Aquel día Marina no se arrepintió y salió contenta de aquel encuentro. Ella tenía razón, aquel fotógrafo no era cualquier persona. Algo había en él que le hacía ser diferente. No perdía nada por sacrificar un viernes de su “agenda de diversión”. Se intercambiaron los teléfonos y compartieron na copa en el jardín.

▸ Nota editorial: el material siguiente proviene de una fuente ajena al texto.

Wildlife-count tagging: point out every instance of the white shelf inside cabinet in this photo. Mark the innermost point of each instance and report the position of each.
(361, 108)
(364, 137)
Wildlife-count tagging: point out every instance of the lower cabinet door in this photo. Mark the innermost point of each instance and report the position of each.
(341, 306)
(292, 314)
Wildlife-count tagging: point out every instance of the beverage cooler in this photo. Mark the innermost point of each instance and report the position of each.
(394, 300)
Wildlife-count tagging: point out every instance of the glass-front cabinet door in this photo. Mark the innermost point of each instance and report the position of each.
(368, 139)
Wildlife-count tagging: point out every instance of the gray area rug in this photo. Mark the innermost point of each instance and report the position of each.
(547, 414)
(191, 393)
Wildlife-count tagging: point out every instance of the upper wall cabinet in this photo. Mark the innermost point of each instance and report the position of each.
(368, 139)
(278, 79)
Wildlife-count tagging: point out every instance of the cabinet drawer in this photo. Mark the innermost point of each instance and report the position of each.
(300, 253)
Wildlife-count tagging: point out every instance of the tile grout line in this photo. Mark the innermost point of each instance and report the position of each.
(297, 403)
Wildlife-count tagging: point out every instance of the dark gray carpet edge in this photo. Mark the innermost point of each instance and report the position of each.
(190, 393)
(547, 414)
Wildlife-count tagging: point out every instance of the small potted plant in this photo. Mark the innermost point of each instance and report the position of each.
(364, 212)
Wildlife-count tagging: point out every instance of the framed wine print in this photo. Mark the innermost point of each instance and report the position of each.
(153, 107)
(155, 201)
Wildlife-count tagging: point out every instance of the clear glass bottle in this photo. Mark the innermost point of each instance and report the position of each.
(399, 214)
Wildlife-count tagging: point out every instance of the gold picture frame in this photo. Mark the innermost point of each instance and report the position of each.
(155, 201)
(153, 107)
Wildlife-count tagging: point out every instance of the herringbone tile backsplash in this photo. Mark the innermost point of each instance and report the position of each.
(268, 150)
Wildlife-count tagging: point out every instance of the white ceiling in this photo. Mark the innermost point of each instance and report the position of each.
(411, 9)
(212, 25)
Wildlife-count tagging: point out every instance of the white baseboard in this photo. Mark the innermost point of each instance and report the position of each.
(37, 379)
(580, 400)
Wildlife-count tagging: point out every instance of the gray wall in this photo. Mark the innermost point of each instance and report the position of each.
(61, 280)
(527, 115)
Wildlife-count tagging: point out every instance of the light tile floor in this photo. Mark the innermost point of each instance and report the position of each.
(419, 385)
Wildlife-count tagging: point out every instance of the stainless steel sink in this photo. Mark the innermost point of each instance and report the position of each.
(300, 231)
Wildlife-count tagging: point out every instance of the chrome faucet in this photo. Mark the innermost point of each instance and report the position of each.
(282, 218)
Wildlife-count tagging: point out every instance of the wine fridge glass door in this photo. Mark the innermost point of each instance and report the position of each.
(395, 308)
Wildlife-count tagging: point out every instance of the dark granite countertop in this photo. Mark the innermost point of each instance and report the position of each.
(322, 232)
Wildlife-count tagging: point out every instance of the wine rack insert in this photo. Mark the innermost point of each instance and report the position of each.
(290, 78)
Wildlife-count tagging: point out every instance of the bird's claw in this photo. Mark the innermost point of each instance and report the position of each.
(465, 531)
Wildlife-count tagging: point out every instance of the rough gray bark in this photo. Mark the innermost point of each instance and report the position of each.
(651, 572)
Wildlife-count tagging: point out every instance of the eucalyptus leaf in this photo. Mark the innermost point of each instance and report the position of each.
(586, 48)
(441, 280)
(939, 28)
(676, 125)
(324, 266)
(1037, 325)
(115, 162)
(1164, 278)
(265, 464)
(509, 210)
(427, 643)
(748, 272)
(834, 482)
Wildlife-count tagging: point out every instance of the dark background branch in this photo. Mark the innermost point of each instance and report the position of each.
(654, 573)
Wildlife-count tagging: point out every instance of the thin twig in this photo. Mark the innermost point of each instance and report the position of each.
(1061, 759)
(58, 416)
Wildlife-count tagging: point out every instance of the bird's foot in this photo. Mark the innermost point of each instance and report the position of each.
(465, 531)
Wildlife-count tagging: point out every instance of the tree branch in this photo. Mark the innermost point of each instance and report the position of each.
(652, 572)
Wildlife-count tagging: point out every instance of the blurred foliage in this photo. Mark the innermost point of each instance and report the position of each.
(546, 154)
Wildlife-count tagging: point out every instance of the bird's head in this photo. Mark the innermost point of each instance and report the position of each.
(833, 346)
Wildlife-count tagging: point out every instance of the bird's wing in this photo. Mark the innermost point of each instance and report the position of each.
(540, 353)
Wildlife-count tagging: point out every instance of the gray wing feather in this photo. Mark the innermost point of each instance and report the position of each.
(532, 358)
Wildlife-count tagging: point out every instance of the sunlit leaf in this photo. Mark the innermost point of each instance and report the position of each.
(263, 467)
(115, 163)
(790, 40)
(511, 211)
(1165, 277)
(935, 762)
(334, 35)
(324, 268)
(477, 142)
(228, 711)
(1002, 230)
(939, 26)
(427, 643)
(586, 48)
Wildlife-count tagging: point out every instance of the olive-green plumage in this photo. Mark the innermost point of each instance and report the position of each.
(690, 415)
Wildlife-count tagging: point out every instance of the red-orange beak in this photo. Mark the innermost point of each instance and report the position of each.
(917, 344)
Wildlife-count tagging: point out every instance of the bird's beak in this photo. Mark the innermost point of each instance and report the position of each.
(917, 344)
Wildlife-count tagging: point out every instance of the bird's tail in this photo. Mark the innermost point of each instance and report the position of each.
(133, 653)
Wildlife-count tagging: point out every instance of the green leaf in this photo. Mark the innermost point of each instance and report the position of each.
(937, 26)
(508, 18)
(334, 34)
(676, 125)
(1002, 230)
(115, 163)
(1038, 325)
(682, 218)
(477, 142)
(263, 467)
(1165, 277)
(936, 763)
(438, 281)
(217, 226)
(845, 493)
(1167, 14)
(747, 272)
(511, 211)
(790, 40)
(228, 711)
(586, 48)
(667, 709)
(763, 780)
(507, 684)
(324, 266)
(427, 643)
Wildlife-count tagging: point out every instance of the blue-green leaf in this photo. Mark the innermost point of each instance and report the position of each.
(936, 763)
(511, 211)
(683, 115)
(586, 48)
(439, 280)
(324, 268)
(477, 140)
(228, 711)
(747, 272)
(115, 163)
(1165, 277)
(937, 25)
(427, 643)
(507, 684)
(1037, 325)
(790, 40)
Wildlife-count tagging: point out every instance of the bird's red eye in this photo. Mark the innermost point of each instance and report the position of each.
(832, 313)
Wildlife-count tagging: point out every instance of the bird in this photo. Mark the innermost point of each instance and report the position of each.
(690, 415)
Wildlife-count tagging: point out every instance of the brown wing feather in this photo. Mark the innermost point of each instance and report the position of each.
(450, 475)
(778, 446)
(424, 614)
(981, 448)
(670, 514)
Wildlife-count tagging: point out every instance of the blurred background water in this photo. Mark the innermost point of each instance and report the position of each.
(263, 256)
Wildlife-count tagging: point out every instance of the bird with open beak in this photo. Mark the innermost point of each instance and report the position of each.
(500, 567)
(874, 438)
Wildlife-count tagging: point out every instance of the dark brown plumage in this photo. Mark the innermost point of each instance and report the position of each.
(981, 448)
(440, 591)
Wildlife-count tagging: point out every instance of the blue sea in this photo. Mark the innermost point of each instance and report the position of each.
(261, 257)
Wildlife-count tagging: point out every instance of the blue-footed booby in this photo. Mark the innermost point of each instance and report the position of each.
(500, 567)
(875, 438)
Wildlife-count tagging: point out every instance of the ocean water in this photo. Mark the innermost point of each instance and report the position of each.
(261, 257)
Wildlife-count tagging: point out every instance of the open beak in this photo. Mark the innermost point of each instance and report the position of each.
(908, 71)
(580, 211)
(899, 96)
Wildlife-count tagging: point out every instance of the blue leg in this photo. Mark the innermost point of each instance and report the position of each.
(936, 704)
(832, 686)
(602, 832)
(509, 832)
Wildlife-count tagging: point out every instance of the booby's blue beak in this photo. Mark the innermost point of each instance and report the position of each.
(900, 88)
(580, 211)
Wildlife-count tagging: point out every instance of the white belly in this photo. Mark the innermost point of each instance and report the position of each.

Carmelo, como hipnotizado, no se separó de ella en toda la noche. Le fascinaba la seguridad en si misma que parecía tener Marina. La gente se acercaba a saludarle, para felicitarle por el excelente trabajo. Eso le halagaba, sobre todo cuando Marina, atenta a cada detalle, intervenía en la conversación para dar su opinión sobre alguna de las obras. Era tal su capacidad para captar la atención que hubo momentos en que se sintió un tanto ignorado. Aquella mujer parecía conocer su foto-libro mejor que él y que nadie de los presentes. Por un momento tuvo dudas sobre la conveniencia de aceptar aquella cena. Pero ya no fue capaz de volver atrás. Algo le decía que no iba a ser una cena más.